Un mystérieux psy vient visiter Preston Applewhite et l'assister dans ses derniers jours. Il lui dit croire à son innocence ; au Preston, ça lui fait un bien fou. Cette amitié de dernière minute vaudra au psy l'ultime faveur du condamné, une invitation à son dernier show, sponsorisé par l'état de Virginie. Passé le spectacle, le mystérieux psy s'évapore dans la nature. Mais ne serait-ce pas lui qui ressurgit à New York pour assassiner sauvagement la meilleure amie d'Elaine avec un coupe papier ancien acheté quelques heures plus tôt dans son magasin d'antiquités ? Elaine et Matt sentent bien qu'une présence maléfique leur tourne autour. Branle-bas de combat : tous les potes flics, ex-flics et autres lascars au pedigree plus trouble seront de la partie pour coincer ce fléau majuscule, aussi intelligent qu'insaisissable.
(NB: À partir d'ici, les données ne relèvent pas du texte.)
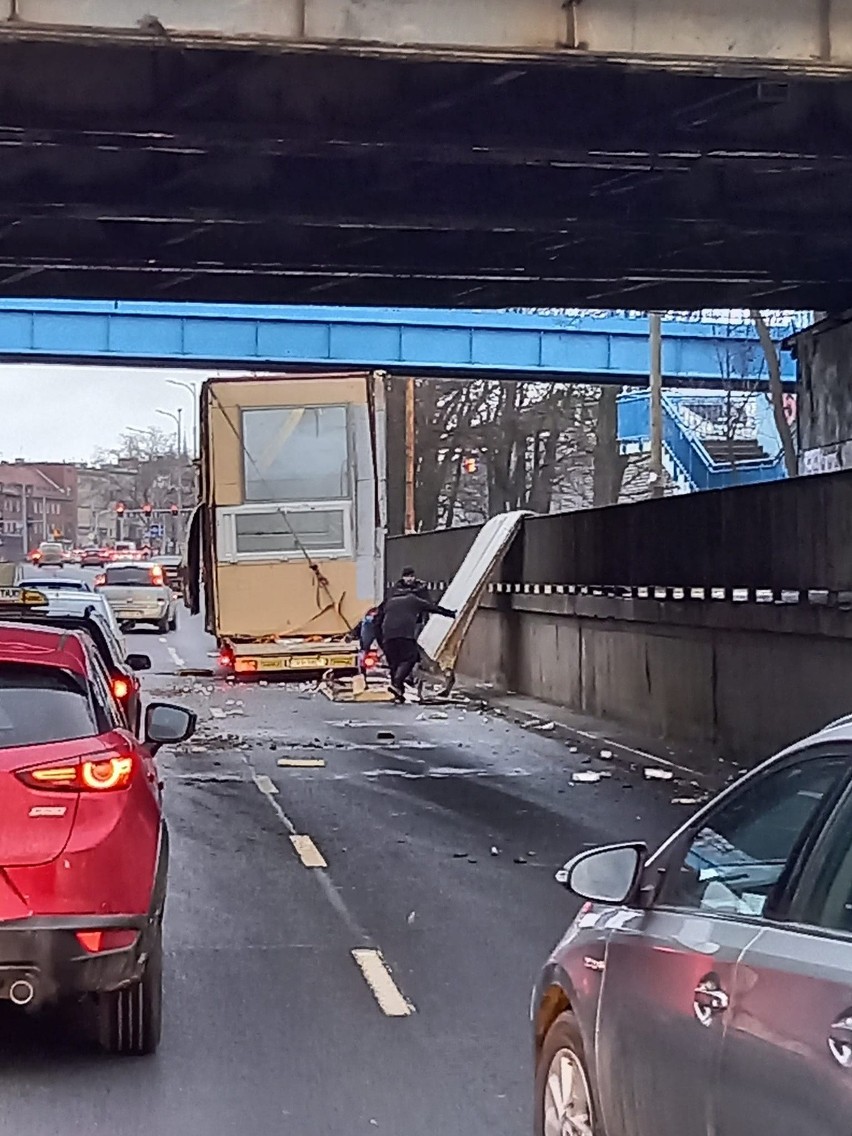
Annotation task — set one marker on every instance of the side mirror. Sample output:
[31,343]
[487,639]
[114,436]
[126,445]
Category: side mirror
[607,875]
[166,725]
Je lâche tout de suite le morceau : voilà la suite tant attendue du superbe « Trompe la mort », qui renouait avec les ambiances crépusculaires savamment élaborées par Maître Block dans ses meilleures oeuvres. La narration est toujours aussi efficace ; on progresse sans effort dans une intrigue qui, cette fois, ne surprend plus vraiment. Une impression de déjà vu persiste tout du long, le vilain du jour n'étant pas le premier lascar à traquer notre héros depuis sa genèse 30 ans plus tôt. Par ailleurs, Matt se montre particulièrement décevant ; à aucun moment son flair de détective n'épate comme dans l'épisode précédent. Ses déductions paraissent bêtement fabriquées et assénée par l'auteur sans véritable soucis de vraisemblance.
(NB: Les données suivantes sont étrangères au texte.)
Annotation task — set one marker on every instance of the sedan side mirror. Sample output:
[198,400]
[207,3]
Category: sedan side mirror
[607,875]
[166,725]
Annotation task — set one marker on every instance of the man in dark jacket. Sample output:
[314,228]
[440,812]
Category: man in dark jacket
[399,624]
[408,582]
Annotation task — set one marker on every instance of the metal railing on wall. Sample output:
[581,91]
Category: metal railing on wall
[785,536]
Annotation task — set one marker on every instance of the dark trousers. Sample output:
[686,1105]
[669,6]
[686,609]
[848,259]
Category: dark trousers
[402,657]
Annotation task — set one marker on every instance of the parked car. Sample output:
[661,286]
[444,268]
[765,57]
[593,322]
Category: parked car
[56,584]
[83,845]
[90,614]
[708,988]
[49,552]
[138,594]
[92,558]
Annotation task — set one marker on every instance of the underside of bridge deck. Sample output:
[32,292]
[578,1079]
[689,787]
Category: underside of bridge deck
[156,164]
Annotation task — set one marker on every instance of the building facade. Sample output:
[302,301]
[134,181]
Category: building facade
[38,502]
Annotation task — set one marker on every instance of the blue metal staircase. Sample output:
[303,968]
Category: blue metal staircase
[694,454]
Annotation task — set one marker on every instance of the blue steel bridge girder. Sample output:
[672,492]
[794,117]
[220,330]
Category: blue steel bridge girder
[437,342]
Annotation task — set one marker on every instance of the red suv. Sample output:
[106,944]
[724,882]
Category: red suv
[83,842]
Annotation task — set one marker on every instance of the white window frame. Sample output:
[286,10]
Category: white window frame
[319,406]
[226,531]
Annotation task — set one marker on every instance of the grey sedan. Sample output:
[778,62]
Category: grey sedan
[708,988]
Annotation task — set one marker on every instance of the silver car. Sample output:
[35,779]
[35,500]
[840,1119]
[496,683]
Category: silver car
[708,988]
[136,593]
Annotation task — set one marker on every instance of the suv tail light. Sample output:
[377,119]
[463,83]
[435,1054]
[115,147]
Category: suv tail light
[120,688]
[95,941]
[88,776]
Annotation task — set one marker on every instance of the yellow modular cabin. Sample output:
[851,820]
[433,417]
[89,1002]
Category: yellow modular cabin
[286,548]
Sur le fond, comme évoqué plus haut, on pouvait attendre de Lawrence Block une évolution de ses idées réactionnaires à la mode Yankee, de son attitude partisane sans nuance concernant la peine capitale (qu'il épanche sans retenue au cours de diverses interviewes). Avec James Lee Burke, James Elroy et autres Andrew Vachss, Block fait partie de ces auteurs talentueux complètement imbibés d'une vision de l'homme brutale et simpliste bien répandue aux Etats Unis, qui ne sait peser les individus qu'en fonction de leurs actes, en négligeant la réalité même des êtres, leur histoire, leurs facultés, leurs aspirations profondes. Une vision très pratique, parce qu'accessible et populaire, qui permet de confondre chacun avec son tout puissant libre arbitre : si tu fais des conneries, c'est que tu as choisi de les faire, et on va te punir pour ça mon salaud. L'ami Block, qui se range ainsi à l'opposé des non moins talentueux George Pelecanos, Richard Price ou Pete Dexter, est-il définitivement incurable ? Ce n'est pas ce nouveau roman qui nous permettra de répondre par la négative. le pompon est atteint dans les dernières pages lorsque notre héros fait le compte des victimes du méchant : après les celles de l'épisode précédent, les trois ados attribués par erreur à Applewhite et celles suppliciées en live dans le présent volume, Scudder a le culot d'y ajouter Preston Applewhite lui-même, dégageant implicitement de toute responsabilité un système judiciaire qui conduit des innocents dans la tombe. En admettant que Scudder porte la parole de son auteur (assimilation à mon sens peu risquée) et en considérant l'intelligence remarquable dont ce dernier a fait preuve dans ses plus incontestables réussites, on ne peut qu'être déçu de ce refus de pousser plus loin la réflexion, de cet d'aveuglement volontaire devant l'aberration que représente la peine de mort dans une société qui revendique l'équité. Cela relève presque de la schizophrénie.

Une déception modérée : la traduction, tout à fait honnête dans l'ensemble, pulvérise néanmoins quelques expressions branchouilles jusque dans la bouche de Matt le retraité… ça sonne faux et c'est plutôt énervant. Souhaitons qu'Etienne Menanteau (à qui le Seuil confie aussi la traduction de Pelecanos avec un bonheur pareillement mitigé) se débarrasse très vite de ses petits tics désagréables.